De nos jours et parmi nous, les plus illustres savans ont continué à suivre cette tradition, soit dans quelques parties de leurs œuvres, soit dans des traités spéciaux. Pour les méthodes mathématiques par exemple, on lira avec un grand intérêt la préface de M. Chasles à son Traité de géométrie supérieure, on consultera surtout un profond et éminent travail de M. Duhamel sur la Méthode dans les sciences de raisonnement, œuvre d’un esprit serré et philosophique auquel je ne reprocherai qu’une chose : c’est de trop dédaigner les philosophes, car il pourrait retrouver parmi eux beaucoup de ses propres idées.

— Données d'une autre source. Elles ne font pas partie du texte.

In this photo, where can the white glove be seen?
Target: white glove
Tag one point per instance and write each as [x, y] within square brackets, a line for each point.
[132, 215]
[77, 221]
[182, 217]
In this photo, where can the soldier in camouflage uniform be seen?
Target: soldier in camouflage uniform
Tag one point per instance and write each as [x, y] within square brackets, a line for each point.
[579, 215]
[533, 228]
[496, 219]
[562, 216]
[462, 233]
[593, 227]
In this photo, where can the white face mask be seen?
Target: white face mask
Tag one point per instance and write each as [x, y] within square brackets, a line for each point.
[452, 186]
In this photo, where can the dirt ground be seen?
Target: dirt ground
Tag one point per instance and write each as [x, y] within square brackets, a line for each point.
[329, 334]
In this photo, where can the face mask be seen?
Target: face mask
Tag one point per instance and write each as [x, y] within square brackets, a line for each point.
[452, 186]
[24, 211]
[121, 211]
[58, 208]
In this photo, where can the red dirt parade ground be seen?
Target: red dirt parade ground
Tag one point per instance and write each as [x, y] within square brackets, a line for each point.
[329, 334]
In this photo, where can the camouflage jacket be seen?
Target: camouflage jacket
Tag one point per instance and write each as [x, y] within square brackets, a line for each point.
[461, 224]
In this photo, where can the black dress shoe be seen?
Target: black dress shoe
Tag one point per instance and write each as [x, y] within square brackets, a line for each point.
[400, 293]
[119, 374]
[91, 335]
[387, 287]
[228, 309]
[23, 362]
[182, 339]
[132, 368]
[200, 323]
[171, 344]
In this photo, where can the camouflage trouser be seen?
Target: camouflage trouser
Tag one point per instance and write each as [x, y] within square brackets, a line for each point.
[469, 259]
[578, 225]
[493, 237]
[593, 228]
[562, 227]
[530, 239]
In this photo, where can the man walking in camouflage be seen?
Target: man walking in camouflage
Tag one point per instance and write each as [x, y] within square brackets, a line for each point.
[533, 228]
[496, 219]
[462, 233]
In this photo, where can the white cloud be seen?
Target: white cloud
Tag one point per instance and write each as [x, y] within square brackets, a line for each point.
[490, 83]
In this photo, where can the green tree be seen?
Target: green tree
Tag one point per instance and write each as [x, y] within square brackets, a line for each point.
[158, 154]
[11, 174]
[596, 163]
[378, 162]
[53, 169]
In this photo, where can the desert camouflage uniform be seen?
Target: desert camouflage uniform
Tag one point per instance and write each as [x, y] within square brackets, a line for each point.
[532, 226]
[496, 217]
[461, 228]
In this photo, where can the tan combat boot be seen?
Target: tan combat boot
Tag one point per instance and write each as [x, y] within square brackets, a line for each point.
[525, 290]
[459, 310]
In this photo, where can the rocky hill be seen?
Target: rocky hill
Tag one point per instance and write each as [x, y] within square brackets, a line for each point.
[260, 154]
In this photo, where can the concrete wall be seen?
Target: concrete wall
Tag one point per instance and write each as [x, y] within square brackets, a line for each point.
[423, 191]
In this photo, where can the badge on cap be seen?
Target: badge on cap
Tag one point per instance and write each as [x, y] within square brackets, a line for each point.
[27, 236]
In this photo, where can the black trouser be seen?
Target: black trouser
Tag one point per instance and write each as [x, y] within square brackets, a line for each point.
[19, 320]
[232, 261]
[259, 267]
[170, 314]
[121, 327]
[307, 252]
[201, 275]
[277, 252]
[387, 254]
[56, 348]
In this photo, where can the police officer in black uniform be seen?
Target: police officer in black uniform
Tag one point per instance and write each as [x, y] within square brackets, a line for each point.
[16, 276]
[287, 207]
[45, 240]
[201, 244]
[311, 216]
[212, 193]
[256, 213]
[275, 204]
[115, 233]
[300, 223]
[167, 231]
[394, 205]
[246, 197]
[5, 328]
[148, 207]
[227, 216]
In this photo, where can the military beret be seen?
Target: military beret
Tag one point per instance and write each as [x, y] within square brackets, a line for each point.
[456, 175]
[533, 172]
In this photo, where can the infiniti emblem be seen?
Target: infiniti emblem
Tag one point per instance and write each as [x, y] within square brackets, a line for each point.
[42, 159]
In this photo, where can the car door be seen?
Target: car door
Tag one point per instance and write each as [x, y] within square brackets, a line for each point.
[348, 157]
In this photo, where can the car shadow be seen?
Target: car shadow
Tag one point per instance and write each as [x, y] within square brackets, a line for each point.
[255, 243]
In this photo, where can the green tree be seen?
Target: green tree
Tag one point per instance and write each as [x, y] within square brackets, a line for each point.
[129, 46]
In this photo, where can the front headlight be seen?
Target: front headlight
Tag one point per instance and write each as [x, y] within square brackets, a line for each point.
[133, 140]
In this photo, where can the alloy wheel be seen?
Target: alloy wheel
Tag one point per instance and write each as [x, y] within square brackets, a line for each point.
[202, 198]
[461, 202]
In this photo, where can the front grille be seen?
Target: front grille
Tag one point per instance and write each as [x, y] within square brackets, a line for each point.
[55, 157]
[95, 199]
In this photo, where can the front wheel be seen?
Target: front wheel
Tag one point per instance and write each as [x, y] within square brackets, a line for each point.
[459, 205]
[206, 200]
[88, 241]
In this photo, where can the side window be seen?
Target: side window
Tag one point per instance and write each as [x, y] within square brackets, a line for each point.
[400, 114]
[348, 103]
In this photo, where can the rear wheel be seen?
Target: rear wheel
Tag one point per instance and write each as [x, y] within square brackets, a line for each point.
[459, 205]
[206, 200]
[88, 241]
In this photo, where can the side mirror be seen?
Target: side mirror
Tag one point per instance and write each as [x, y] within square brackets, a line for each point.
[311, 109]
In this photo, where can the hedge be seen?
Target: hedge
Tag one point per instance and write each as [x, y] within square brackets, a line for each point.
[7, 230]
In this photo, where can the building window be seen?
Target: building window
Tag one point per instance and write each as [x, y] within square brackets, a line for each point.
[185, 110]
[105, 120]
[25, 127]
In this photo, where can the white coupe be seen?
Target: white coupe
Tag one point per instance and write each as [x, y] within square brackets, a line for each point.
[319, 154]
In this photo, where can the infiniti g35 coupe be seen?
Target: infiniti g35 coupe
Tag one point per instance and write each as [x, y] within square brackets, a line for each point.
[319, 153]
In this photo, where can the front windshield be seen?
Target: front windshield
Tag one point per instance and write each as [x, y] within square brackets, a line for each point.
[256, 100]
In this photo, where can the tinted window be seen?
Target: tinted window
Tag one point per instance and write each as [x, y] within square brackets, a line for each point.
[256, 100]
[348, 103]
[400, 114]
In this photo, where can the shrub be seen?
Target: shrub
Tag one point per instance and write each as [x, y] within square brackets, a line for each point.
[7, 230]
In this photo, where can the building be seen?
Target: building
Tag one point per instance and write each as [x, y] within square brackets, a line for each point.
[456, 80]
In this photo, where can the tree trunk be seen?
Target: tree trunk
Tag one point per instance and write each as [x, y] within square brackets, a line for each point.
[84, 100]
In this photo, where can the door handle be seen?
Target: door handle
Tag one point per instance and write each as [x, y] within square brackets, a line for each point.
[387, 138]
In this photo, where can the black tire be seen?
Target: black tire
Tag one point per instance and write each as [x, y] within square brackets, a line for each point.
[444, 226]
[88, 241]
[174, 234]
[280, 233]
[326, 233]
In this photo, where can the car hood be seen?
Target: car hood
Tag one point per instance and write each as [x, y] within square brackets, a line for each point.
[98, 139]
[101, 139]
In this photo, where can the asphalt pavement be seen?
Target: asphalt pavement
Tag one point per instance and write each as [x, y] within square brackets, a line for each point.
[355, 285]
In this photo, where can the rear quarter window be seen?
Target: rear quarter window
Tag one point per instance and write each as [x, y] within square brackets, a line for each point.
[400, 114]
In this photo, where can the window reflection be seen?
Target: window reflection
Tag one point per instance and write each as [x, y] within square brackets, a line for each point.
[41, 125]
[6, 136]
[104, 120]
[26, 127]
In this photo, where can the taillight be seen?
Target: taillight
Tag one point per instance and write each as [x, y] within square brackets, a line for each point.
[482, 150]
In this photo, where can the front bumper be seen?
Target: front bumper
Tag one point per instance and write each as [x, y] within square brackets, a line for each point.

Pour les sciences naturelles et zoologiques, je rappellerai la préface du Règne animal, de George Cuvier, et la Philosophie zoologique, de Geoffroy Saint-Hilaire, dans laquelle ce grand savant défend contre son illustre rival sa méthode de comparaison analogique. En chimie, sans remonter jusqu’à Lavoisier, dont la préface si souvent citée rend hommage à l’influence heureuse de la logique de Condillac sur son esprit, on trouvera encore chez les chimistes de nos jours de remarquables travaux de méthodologie scientifique. M. Chevreul, par exemple, a consacré un ouvrage à la question de la méthode ; M. Dumas, dans sa Philosophie chimique, a jeté çà et là sur ce sujet quelques vues précises et pénétrantes ;

  1. Publiés à la suite des Essais de philosophie de Prévost de Genève. Voir aussi Notice de la vie et des écrits de Lesage, par Pierre Prévost ; Genève 1805.